A guide for reviewing code and having your code reviewed. Watch a presentation that covers this material from Derek Prior at RailsConf 2015.
- Accept that many programming decisions are opinions. Discuss tradeoffs, which you prefer, and reach a resolution quickly.
- Ask good questions; don't make demands. ("What do you think about naming this
:user_id
?") - Good questions avoid judgment and avoid assumptions about the author's perspective.
- Ask for clarification. ("I didn't understand. Can you clarify?")
- Avoid selective ownership of code. ("mine", "not mine", "yours")
- Avoid using terms that could be seen as referring to personal traits. ("dumb", "stupid"). Assume everyone is intelligent and well-meaning.
- Be explicit. Remember people don't always understand your intentions online.
- Be humble. ("I'm not sure - let's look it up.")
- Don't use hyperbole. ("always", "never", "endlessly", "nothing")
- Don't use sarcasm.
- Keep it real. If emoji, animated gifs, or humor aren't you, don't force them. If they are, use them with aplomb.
- Talk synchronously (e.g. chat, screensharing, in person) if there are too many "I didn't understand" or "Alternative solution:" comments. Post a follow-up comment summarizing the discussion.
- Be grateful for the reviewer's suggestions. ("Good call. I'll make that change.")
- A common axiom is "Don't take it personally. The review is of the code, not you." We used to include this, but now prefer to say what we mean: Be aware of how hard it is to convey emotion online and how easy it is to misinterpret feedback. If a review seems aggressive or angry or otherwise personal, consider if it is intended to be read that way and ask the person for clarification of intent, in person if possible.
- Keeping the previous point in mind: assume the best intention from the reviewer's comments.
- Explain why the code exists. ("It's like that because of these reasons. Would it be more clear if I rename this class/file/method/variable?")
- Extract some changes and refactorings into future tickets/stories.
- Link to the code review from the ticket/story. ("Ready for review: https://github.com/organization/project/pull/1")
- Push commits based on earlier rounds of feedback as isolated commits to the branch. Do not squash until the branch is ready to merge. Reviewers should be able to read individual updates based on their earlier feedback.

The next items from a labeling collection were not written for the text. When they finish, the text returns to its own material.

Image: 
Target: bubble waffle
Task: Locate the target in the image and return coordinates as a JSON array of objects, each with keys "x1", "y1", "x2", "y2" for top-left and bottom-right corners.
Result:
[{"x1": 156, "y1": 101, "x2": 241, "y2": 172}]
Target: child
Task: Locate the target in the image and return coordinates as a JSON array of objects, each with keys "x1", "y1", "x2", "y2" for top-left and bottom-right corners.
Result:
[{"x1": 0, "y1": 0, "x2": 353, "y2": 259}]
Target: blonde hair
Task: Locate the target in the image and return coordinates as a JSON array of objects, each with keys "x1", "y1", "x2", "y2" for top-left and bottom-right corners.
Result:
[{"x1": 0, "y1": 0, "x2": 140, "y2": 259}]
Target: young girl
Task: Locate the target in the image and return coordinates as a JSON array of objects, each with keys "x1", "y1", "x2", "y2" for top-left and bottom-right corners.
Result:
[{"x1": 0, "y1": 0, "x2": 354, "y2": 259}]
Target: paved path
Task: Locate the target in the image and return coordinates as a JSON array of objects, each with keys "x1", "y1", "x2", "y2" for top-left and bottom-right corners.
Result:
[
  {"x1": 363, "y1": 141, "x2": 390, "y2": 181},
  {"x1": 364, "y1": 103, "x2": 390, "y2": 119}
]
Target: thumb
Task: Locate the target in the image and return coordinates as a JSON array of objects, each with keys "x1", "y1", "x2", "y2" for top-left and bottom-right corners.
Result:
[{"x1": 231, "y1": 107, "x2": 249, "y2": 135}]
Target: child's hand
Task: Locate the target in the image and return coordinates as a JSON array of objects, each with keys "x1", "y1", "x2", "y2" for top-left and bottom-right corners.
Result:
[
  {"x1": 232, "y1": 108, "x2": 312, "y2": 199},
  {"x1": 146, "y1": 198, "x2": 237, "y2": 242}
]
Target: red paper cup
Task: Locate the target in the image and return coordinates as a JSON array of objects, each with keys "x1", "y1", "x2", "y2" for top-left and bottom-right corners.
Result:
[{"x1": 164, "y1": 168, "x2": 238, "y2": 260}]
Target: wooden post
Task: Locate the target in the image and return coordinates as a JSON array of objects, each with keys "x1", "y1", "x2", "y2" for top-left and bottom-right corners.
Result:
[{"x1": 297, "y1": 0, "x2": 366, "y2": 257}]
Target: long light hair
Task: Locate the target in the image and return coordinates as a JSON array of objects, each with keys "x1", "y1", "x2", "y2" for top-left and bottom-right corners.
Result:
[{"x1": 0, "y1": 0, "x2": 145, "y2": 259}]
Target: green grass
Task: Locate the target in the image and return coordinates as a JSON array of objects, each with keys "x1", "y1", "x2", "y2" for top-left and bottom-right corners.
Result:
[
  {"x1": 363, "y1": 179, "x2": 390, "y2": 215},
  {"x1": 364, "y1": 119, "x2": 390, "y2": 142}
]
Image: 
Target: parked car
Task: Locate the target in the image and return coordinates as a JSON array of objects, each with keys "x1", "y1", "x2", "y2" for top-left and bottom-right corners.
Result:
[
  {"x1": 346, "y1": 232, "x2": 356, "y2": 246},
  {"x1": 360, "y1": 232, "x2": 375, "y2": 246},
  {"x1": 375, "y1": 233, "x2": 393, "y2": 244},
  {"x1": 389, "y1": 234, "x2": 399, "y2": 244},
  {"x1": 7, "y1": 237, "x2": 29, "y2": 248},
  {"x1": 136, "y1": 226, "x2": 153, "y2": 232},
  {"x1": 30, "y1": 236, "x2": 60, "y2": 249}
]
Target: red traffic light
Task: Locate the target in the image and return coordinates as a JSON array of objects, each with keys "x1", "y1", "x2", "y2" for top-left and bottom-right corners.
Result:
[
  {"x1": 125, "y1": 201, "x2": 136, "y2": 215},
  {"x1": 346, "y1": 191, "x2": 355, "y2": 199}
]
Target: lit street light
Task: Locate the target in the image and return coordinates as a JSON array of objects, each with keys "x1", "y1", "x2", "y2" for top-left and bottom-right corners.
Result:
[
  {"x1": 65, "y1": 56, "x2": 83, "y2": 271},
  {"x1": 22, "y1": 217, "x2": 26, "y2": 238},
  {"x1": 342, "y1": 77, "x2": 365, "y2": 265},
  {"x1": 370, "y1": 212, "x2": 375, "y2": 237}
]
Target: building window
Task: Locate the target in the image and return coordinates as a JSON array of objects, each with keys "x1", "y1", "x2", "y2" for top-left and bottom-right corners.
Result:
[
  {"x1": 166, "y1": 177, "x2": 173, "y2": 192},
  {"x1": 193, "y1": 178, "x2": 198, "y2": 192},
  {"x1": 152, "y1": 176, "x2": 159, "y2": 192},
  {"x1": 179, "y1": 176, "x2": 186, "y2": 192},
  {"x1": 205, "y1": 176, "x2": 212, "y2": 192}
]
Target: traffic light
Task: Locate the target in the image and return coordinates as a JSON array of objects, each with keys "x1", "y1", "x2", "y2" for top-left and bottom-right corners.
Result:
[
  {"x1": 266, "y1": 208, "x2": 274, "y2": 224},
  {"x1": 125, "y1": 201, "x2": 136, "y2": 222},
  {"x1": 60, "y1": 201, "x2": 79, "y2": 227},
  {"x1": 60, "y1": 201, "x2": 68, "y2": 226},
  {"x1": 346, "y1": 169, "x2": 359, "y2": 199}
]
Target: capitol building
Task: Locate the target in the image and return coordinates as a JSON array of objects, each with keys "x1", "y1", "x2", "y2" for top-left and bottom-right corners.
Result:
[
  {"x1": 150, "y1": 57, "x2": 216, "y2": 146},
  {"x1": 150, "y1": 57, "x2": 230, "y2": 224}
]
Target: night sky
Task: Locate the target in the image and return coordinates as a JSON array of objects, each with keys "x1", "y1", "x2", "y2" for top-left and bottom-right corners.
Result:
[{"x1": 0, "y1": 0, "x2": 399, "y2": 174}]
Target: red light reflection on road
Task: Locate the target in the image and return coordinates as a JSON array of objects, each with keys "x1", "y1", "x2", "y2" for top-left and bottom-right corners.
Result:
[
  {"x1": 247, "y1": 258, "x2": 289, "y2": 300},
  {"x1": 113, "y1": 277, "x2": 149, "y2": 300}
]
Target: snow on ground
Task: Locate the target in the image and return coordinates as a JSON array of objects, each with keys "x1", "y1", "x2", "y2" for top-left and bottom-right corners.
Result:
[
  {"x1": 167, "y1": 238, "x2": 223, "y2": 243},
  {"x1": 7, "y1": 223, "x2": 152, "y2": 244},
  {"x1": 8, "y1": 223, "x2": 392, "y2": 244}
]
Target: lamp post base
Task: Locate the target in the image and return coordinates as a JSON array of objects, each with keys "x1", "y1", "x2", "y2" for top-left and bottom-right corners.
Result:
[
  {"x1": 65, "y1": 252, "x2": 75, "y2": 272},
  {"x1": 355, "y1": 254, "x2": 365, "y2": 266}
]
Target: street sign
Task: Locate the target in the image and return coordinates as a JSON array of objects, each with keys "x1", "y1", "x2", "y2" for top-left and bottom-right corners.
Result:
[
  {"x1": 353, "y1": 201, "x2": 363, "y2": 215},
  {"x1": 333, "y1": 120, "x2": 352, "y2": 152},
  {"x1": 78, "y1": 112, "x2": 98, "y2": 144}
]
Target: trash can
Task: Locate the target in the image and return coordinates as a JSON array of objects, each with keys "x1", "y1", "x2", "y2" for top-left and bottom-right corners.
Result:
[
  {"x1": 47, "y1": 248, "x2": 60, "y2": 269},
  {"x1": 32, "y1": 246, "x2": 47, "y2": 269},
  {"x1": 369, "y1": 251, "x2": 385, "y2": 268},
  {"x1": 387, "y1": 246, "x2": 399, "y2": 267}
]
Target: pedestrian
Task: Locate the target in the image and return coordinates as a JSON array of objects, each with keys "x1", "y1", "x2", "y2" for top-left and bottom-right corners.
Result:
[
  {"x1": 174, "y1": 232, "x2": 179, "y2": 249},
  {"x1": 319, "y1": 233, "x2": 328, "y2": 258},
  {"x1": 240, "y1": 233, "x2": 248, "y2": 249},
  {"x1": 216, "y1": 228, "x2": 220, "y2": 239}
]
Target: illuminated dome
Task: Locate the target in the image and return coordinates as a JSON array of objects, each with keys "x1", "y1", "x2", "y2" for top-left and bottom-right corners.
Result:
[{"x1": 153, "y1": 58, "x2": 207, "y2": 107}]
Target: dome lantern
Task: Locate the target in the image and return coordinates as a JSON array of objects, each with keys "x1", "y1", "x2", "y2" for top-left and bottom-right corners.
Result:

- Seek to understand the reviewer's perspective.
- Try to respond to every comment.
- Wait to merge the branch until continuous integration (TDDium, Travis CI, CircleCI, etc.) tells you the test suite is green in the branch.
- Merge once you feel confident in the code and its impact on the project.
- Final editorial control rests with the pull request author.
Understand why the change is necessary (fixes a bug, improves the user experience, refactors the existing code). Then:
- Communicate which ideas you feel strongly about and those you don't.
- Identify ways to simplify the code while still solving the problem.
- If discussions turn too philosophical or academic, move the discussion offline to a regular Friday afternoon technique discussion. In the meantime, let the author make the final decision on alternative implementations.
- Offer alternative implementations, but assume the author already considered them. ("What do you think about using a custom validator here?")
- Seek to understand the author's perspective.
- Sign off on the pull request with a 👍 or "Ready to merge" comment.
- Remember that you are here to provide feedback, not to be a gatekeeper.
Reviewers should comment on missed style guidelines. Example comment:
[Style](../style):
> Order resourceful routes alphabetically by name.
An example response to style comments:
Whoops. Good catch, thanks. Fixed in a4994ec.
If you disagree with a guideline, open an issue on the guides repo rather than debating it within the code review. In the meantime, apply the guideline.